“In a time of drastic change it is the learners who inherit the future.” What a fantastic quote. It’s from the educator Eric Hoffer and it is so applicable in today’s fast-moving business environment because, in order to compete in today’s competitive marketplace, businesses need to get the very best from their people.
Motivation and inspiration is what leadership is all about – it’s how, as managers and leaders, we encourage our people to develop their skill set and engage with their roles.
Here are three tips to get you started.
- Equality of conversational turn-taking
Perhaps the single biggest step forward in understanding how to build an effective team in recent years comes from Google’s Aristotle Project. Google researchers – who should know a thing or two about data analysis – were looking for the single biggest reason that causes a team to gel. They found it was not the mix of personality types, skills or backgrounds of a group, or whether team members were friends away from work. The key factor was, instead, ‘equality of conversational turn-taking’.

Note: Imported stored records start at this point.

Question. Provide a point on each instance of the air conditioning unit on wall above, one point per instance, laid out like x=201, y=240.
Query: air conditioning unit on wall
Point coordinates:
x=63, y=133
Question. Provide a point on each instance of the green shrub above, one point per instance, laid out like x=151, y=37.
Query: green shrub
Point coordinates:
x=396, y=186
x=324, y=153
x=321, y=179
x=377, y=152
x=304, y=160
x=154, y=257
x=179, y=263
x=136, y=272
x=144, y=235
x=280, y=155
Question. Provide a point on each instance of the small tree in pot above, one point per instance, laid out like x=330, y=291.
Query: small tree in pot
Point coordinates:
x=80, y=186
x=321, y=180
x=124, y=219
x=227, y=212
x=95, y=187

This is something that anyone can do in their next meeting: spread out ‘talking time’ within the group and make sure everyone contributes. The result is a better team dynamic which fosters collaboration and engagement with the task at hand.
- Catch people doing something right, or almost right
Part of every manager’s job is to highlight what is unsatisfactory in a person’s work and help them to fix it. But feedback must also be fair, and if the only news we get is bad news we have trouble believing that any aspect of what we do is acceptable. No-one wants to work with a manager who is constantly finding fault so catch people doing something right, or almost right. It builds confidence. This is especially important when someone is new or learning a new job.

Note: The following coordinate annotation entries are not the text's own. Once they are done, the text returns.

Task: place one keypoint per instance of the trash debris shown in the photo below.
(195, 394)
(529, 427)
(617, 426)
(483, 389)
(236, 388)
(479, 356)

- Praise the things people have control over
When you do catch someone doing something right it is important that you give praise in the right way – in a way that stimulates what Stanford psychologist Carol Dweck calls the ‘growth mindset’.
This means praising the things that people have control over – effort, commitment, loving a challenge – rather than things like talent or natural ability. Nourish the belief that, with sufficient determination and grit, they will succeed.
People perform at their best when they believe in themselves. This is true of sports teams, the performing arts and the people who work for you. Anything you can do to inspire those around you to believe in themselves will encourage them to develop their skill set and reach higher levels of performance.